After a few more harrowing restaurant visits, I started noticing that the French families around us didn't look like they were sharing our mealtime agony. Weirdly, they looked like they were on vacation. French toddlers were sitting contentedly in their high chairs, waiting for their food, or eating fish and even vegetables. There was no shrieking or whining. And there was no debris around their tables.

In her article, Druckerman confides how she stumbled upon the glaring disparity between her children and their tantrums and the French families she observed while living in France. She found research to back her up:
I first realized I was on to something when I discovered a 2009 study, led by economists at Princeton, comparing the child-care experiences of similarly situated mothers in Columbus, Ohio, and Rennes, France. The researchers found that American moms considered it more than twice as unpleasant to deal with their kids. In a different study by the same economists, working mothers in Texas said that even housework was more pleasant than child care.
What she discovers is that the French indirectly educate their children in the art and virtue of patience. They do so firmly but kindly through activities and boundaries:
The French, I found, seem to have a whole different framework for raising kids. When I asked French parents how they disciplined their children, it took them a few beats just to understand what I meant. "Ah, you mean how do we educate them?" they asked. "Discipline," I soon realized, is a narrow, seldom-used notion that deals with punishment. Whereas "educating" (which has nothing to do with school) is something they imagined themselves to be doing all the time.

One of the keys to this education is the simple act of learning how to wait. It is why the French babies I meet mostly sleep through the night from two or three months old. Their parents don't pick them up the second they start crying, allowing the babies to learn how to fall back asleep. It is also why French toddlers will sit happily at a restaurant. Rather than snacking all day like American children, they mostly have to wait until mealtime to eat. (French kids consistently have three meals a day and one snack around 4 p.m.)

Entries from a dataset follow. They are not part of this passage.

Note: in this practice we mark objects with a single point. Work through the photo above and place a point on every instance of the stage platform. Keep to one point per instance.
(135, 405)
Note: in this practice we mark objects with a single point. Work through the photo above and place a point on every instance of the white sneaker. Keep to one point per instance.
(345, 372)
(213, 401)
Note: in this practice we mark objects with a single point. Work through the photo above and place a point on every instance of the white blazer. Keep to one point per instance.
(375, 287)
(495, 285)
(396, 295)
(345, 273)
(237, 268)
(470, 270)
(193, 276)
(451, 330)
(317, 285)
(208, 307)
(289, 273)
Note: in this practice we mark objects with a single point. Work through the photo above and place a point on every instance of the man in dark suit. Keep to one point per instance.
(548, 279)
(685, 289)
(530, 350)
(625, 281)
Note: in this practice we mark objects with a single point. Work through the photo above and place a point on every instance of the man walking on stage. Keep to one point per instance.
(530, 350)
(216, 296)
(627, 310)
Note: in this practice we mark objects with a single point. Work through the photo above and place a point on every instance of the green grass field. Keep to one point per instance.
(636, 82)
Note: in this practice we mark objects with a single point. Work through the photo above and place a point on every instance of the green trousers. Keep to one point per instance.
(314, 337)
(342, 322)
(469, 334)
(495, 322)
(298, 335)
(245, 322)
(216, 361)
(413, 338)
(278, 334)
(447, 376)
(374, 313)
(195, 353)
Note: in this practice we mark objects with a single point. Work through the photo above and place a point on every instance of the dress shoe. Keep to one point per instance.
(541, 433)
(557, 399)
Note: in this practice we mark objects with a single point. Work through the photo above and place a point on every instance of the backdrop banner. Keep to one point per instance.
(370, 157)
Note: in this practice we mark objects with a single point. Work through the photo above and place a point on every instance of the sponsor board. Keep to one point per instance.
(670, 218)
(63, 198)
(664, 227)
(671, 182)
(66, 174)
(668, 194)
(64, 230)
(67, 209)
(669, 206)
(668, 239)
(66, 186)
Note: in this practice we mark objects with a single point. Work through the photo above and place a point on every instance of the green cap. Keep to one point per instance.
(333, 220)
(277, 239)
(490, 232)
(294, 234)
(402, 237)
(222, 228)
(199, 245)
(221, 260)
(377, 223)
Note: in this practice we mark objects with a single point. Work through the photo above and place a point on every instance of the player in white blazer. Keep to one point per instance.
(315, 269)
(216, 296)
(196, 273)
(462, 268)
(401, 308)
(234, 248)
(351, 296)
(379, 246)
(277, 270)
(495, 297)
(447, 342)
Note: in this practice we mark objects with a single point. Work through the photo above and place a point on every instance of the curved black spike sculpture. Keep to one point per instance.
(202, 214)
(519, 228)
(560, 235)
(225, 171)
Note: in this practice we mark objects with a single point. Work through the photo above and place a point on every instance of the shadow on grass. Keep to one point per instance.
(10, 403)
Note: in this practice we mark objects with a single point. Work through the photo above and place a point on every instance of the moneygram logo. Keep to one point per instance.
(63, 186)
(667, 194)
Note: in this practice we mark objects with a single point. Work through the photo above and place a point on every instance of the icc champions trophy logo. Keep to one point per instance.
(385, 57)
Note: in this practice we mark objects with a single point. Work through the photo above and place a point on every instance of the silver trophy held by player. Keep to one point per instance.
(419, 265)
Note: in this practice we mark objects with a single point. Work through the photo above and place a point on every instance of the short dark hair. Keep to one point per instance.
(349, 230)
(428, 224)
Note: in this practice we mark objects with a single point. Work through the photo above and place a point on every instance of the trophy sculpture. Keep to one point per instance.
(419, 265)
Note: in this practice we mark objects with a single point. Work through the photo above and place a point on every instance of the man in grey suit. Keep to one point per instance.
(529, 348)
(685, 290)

One Saturday I visited Delphine Porcher, a pretty labor lawyer in her mid-30s who lives with her family in the suburbs east of Paris. When I arrived, her husband was working on his laptop in the living room, while 1-year-old Aubane napped nearby. Pauline, their 3-year-old, was sitting at the kitchen table, completely absorbed in the task of plopping cupcake batter into little wrappers. She somehow resisted the temptation to eat the batter.

Delphine said that she never set out specifically to teach her kids patience. But her family's daily rituals are an ongoing apprenticeship in how to delay gratification. Delphine said that she sometimes bought Pauline candy. (Bonbons are on display in most bakeries.) But Pauline wasn't allowed to eat the candy until that day's snack, even if it meant waiting many hours.

When Pauline tried to interrupt our conversation, Delphine said, "Just wait two minutes, my little one. I'm in the middle of talking." It was both very polite and very firm. I was struck both by how sweetly Delphine said it and by how certain she seemed that Pauline would obey her. Delphine was also teaching her kids a related skill: learning to play by themselves. "The most important thing is that he learns to be happy by himself," she said of her son, Aubane.
As a sometimes "hyperparent," I found Druckerman's insights liberating and helpful. I want to have full-time joy in my parenting and not feel that housework is more appealing that parenting. "Men (and women) are that they might have joy," right? Since patience is a "principle of the priesthood," I need to cultivate this trait more in myself and in the future priesthood holders I am raising.

Further, Druckerman dialogues with a researcher, Dr. Michel, whom President Dieter F. Uchtdorf of the First Presidency of the Church of Jesus Christ of Latter-day Saints referenced in the opening of his talk Continue in Patience.

Patience is a virtue we must all learn and we must all teach our children. Druckerman reveals one of the best ways to do this, which I'm sure is shocking to most Ameri-centrists: Follow the French.

What do you think about her article? Do you agree? Do the French actually have virtues we as Americans should emulate and assimilate?